Apa yang menyebabkan tren penundaan pernikahan di masyarakat? Artikel di the Economist menyebukan bahwa negara-negara Asia yang ekonominya tumbuh pesat, semakin banyak wanita menunda menikah karena mereka lebih mementingkan bekerja. Kalau di Indonesia, sebab utama penundaan menikah bukan pekerjaan, tapi sekolah/kuliah. Baik yang bersangkutan maupun orang tuanya biasanya menolak atau tidak memikirkan untuk nikah sebelum selesai sekolah/kuliah karena sekali nikah dan punya anak, akan lebih sulit untuk melanjutkan sekolah.
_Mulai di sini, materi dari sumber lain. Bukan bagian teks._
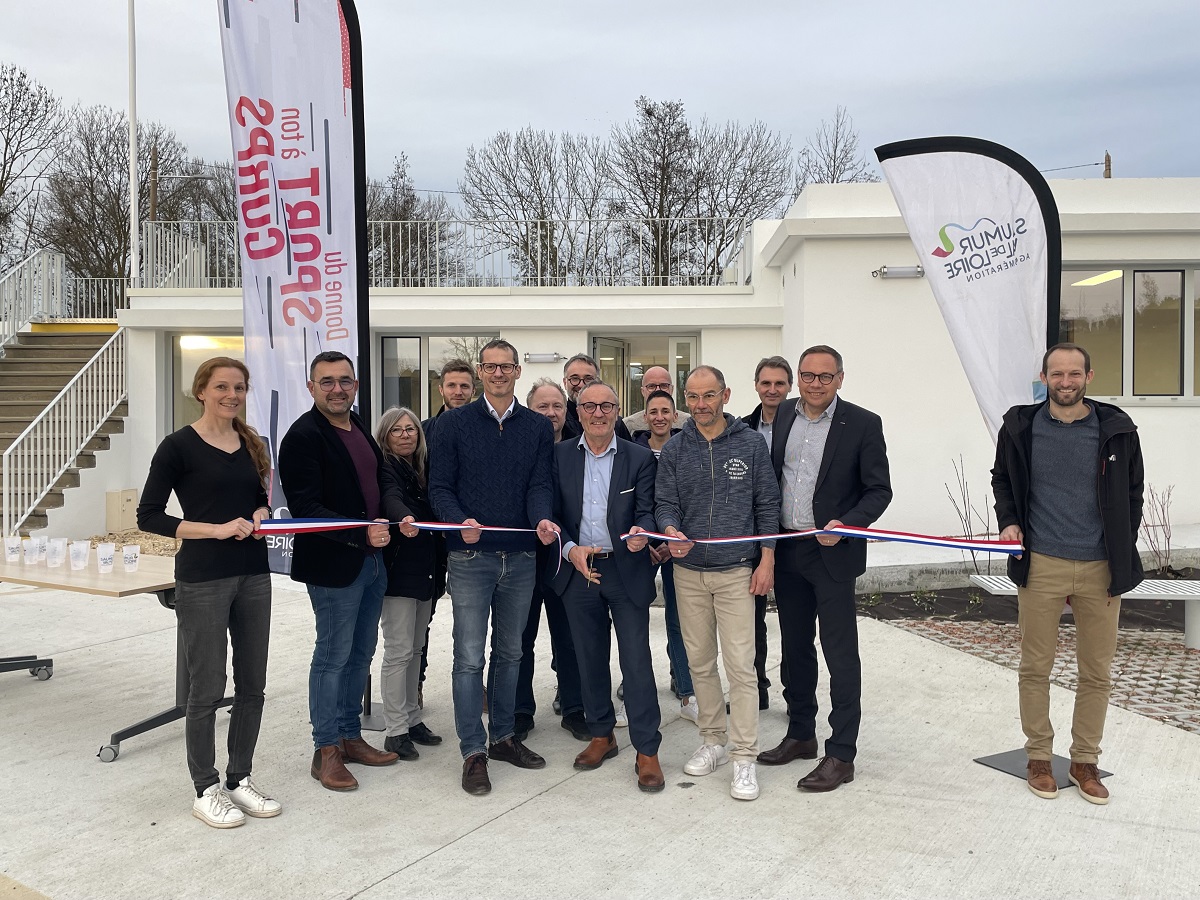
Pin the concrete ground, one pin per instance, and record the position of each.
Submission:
(921, 820)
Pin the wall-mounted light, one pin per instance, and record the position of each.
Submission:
(899, 271)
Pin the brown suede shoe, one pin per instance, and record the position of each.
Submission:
(595, 753)
(474, 774)
(829, 773)
(790, 749)
(1087, 779)
(358, 750)
(649, 773)
(1041, 779)
(330, 771)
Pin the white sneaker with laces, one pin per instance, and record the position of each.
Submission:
(215, 809)
(745, 781)
(690, 711)
(706, 760)
(253, 802)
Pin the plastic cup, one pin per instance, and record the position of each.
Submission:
(57, 552)
(105, 556)
(79, 553)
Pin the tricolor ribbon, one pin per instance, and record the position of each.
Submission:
(930, 540)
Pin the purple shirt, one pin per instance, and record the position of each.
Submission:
(367, 466)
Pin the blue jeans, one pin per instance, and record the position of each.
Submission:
(676, 652)
(347, 631)
(497, 585)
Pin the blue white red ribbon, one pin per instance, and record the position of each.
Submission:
(930, 540)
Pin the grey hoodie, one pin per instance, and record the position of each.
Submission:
(718, 489)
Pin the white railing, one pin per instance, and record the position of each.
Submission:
(29, 291)
(456, 253)
(45, 450)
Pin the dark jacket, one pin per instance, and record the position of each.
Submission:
(417, 567)
(319, 480)
(853, 483)
(1119, 489)
(630, 503)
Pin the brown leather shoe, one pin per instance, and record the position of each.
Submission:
(516, 753)
(330, 771)
(790, 749)
(1041, 779)
(649, 773)
(358, 750)
(829, 773)
(595, 753)
(474, 774)
(1087, 779)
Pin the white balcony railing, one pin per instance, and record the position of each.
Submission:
(49, 445)
(459, 253)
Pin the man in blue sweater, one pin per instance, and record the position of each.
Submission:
(490, 465)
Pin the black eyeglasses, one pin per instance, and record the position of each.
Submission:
(823, 377)
(591, 407)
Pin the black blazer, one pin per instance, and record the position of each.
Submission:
(853, 484)
(319, 481)
(630, 502)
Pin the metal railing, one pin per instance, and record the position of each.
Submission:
(45, 450)
(460, 253)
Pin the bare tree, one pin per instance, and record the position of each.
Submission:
(31, 125)
(84, 213)
(832, 156)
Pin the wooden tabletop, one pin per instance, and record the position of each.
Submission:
(154, 574)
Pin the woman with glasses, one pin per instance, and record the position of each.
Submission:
(661, 425)
(417, 575)
(219, 469)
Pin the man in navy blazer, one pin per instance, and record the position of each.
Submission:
(832, 466)
(604, 487)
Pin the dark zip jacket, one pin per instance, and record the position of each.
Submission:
(1119, 489)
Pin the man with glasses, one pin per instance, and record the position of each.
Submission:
(330, 467)
(832, 466)
(655, 378)
(579, 372)
(491, 465)
(715, 481)
(604, 487)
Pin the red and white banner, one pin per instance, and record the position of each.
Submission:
(292, 114)
(985, 228)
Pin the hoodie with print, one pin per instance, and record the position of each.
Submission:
(718, 489)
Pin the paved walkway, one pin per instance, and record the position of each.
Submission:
(919, 821)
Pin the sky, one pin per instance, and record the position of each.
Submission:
(1061, 82)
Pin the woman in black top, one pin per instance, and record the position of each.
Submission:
(417, 575)
(219, 468)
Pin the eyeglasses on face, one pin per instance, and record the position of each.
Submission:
(591, 407)
(823, 377)
(328, 384)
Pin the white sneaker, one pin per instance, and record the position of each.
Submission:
(253, 802)
(706, 760)
(745, 781)
(214, 808)
(690, 711)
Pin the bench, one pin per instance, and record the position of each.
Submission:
(1150, 589)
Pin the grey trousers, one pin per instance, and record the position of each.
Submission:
(402, 622)
(207, 611)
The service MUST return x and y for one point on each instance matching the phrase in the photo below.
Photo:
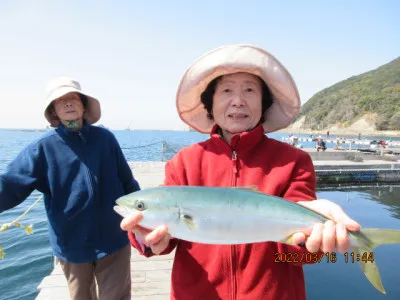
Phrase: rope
(28, 229)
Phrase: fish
(243, 215)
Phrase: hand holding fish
(156, 239)
(333, 233)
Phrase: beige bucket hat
(61, 86)
(232, 59)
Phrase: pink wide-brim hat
(61, 86)
(234, 59)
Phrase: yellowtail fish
(213, 215)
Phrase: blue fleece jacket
(81, 174)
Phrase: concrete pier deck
(151, 277)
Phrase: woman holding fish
(237, 94)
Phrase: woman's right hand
(157, 239)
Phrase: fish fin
(368, 239)
(188, 220)
(252, 188)
(288, 240)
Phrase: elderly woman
(81, 170)
(237, 94)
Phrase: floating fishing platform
(151, 276)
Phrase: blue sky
(131, 54)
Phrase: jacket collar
(244, 141)
(68, 132)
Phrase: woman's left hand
(331, 235)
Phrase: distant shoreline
(388, 133)
(288, 130)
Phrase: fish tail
(367, 240)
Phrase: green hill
(375, 94)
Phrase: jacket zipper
(91, 186)
(233, 247)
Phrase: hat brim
(233, 59)
(92, 112)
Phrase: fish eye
(140, 205)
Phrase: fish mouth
(238, 116)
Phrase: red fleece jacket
(239, 271)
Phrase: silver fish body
(214, 215)
(220, 215)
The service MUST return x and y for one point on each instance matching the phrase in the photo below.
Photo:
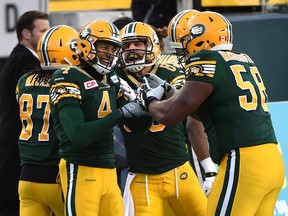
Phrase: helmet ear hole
(56, 47)
(199, 44)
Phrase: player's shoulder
(68, 74)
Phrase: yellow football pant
(179, 187)
(40, 199)
(248, 182)
(90, 191)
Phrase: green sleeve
(72, 121)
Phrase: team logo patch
(114, 79)
(90, 84)
(222, 38)
(197, 30)
(183, 176)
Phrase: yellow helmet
(175, 26)
(90, 35)
(206, 30)
(57, 47)
(139, 31)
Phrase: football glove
(128, 92)
(154, 81)
(146, 94)
(210, 174)
(132, 110)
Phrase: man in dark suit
(30, 27)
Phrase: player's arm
(184, 103)
(83, 133)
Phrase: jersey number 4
(238, 71)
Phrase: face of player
(106, 53)
(134, 51)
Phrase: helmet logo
(197, 30)
(85, 33)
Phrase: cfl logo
(85, 32)
(197, 30)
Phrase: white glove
(132, 110)
(208, 182)
(154, 81)
(127, 90)
(146, 94)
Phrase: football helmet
(130, 58)
(87, 44)
(57, 47)
(206, 30)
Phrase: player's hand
(208, 182)
(128, 92)
(132, 110)
(154, 81)
(146, 94)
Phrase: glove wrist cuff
(208, 165)
(149, 100)
(210, 174)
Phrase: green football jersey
(90, 142)
(162, 148)
(38, 144)
(235, 115)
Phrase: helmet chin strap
(67, 61)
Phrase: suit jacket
(20, 61)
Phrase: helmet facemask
(134, 60)
(99, 45)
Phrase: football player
(39, 191)
(225, 91)
(159, 169)
(194, 132)
(83, 103)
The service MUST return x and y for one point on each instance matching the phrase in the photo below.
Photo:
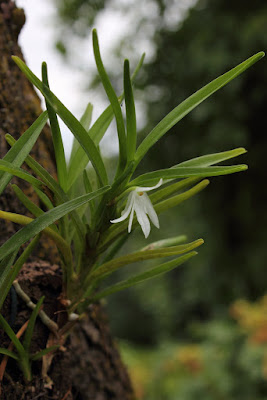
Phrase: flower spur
(139, 203)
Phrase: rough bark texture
(88, 366)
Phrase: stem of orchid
(43, 316)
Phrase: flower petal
(127, 209)
(147, 189)
(142, 218)
(131, 220)
(149, 209)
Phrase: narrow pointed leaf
(5, 268)
(130, 113)
(20, 173)
(180, 198)
(17, 154)
(32, 207)
(119, 262)
(174, 241)
(114, 103)
(115, 231)
(42, 222)
(152, 273)
(85, 121)
(52, 185)
(68, 118)
(56, 136)
(184, 172)
(79, 159)
(210, 159)
(190, 103)
(171, 189)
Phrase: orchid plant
(88, 218)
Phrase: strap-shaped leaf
(184, 172)
(86, 122)
(171, 189)
(20, 173)
(189, 104)
(32, 207)
(79, 160)
(114, 103)
(135, 280)
(120, 262)
(52, 185)
(5, 268)
(56, 136)
(45, 220)
(130, 113)
(17, 154)
(68, 118)
(210, 159)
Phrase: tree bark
(88, 365)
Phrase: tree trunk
(88, 365)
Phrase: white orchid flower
(139, 203)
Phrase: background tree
(213, 36)
(90, 366)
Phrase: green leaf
(180, 198)
(85, 121)
(79, 160)
(130, 113)
(171, 189)
(8, 274)
(88, 189)
(119, 262)
(115, 231)
(68, 118)
(20, 173)
(29, 331)
(56, 136)
(135, 280)
(210, 159)
(32, 207)
(17, 154)
(173, 241)
(42, 353)
(114, 103)
(189, 104)
(11, 334)
(5, 270)
(45, 220)
(53, 186)
(8, 353)
(87, 117)
(44, 199)
(184, 172)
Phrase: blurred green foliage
(222, 361)
(230, 215)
Makanya kalau zaman dulu orang Jawa menikah di usia belasan tahun, sekarang orang baru menikah di usia 20-30an.
Pria Indonesia cenderung menunda menikah hingga punya penghidupan yang mencukupi untuk menghidupi keluarganya, atau paling tidak punya prospek untuk itu. Penundaan ini berdampak ke wanitanya yang juga tertunda menikah, akhirnya memilih bekerja untuk mengisi waktu. Polanya mungkin memang berbeda dengan wanita di barat yang justru memilih bekerja karena mereka tidak mau bergantung pada pria setelah menikah, sehingga mereka juga punya daya tawar saat bercerai. Untuk Indonesia yang tingkat perceraian masih relatif rendah, kebutuhan wanita untuk membangun kemandirian memang tidak sebesar di barat.
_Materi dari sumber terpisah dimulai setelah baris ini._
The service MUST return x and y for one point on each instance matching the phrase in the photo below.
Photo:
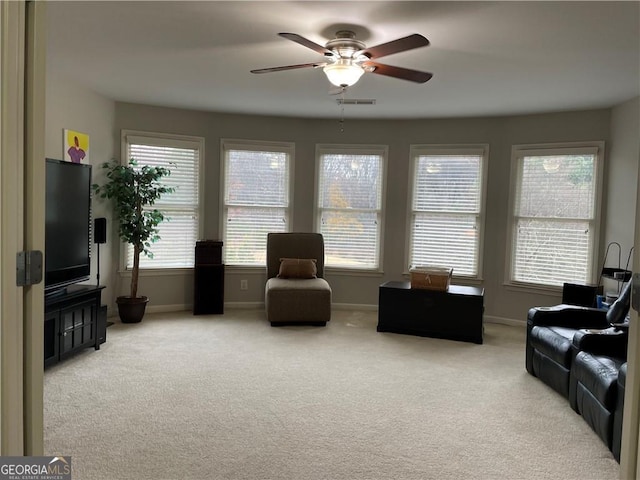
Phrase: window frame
(354, 149)
(519, 152)
(128, 136)
(417, 150)
(258, 146)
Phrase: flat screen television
(67, 224)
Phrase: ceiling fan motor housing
(345, 44)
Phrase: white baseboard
(504, 321)
(355, 306)
(168, 308)
(245, 305)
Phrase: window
(447, 207)
(349, 204)
(180, 230)
(555, 213)
(256, 198)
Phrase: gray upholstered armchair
(296, 292)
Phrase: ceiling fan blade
(395, 46)
(288, 67)
(294, 37)
(398, 72)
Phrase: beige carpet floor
(229, 397)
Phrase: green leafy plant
(132, 190)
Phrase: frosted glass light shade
(343, 74)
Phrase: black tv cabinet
(455, 314)
(72, 322)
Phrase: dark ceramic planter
(131, 310)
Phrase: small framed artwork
(76, 146)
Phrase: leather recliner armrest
(609, 342)
(571, 316)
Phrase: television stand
(72, 322)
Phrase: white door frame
(630, 448)
(22, 75)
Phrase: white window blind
(256, 198)
(179, 232)
(447, 207)
(555, 215)
(350, 188)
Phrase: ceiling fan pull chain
(342, 111)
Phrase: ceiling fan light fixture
(343, 73)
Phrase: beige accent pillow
(297, 268)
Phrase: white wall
(72, 107)
(499, 132)
(622, 182)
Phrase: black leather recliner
(550, 331)
(593, 381)
(617, 417)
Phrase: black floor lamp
(99, 236)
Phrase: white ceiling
(488, 58)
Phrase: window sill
(549, 290)
(158, 272)
(350, 272)
(456, 280)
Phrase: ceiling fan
(347, 59)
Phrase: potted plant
(132, 190)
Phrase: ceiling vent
(355, 101)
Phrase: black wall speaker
(100, 230)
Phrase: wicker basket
(431, 278)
Selain faktor kesejahteraan, faktor yang cukup signifikan dalam keputusan wanita meneruskan pendidikan dan bekerja adalah peningkatan status. Wanita yang berpendidikan rendah dan berstatus ibu rumah tangga cenderung merasa lebih rendah ketika bersama wanita lain yang berpendidikan tinggi dan bekerja. Di Indonesia, mungkin pekerjaan belum terlalu dituntut dari wanita sebagaimana pendidikan. Tapi ketika pendidikan semakin tinggi, opportunity cost dari tidak bekerja juga lebih tinggi. Bukan hanya potensi pendapatan yang bisa diraih dari bekerja, tapi juga biaya dan effort pendidikan yang selama ini ditempuhnya menjadi tidak terkompensasi jika tidak digunakan untuk pekerjaan yang relevan.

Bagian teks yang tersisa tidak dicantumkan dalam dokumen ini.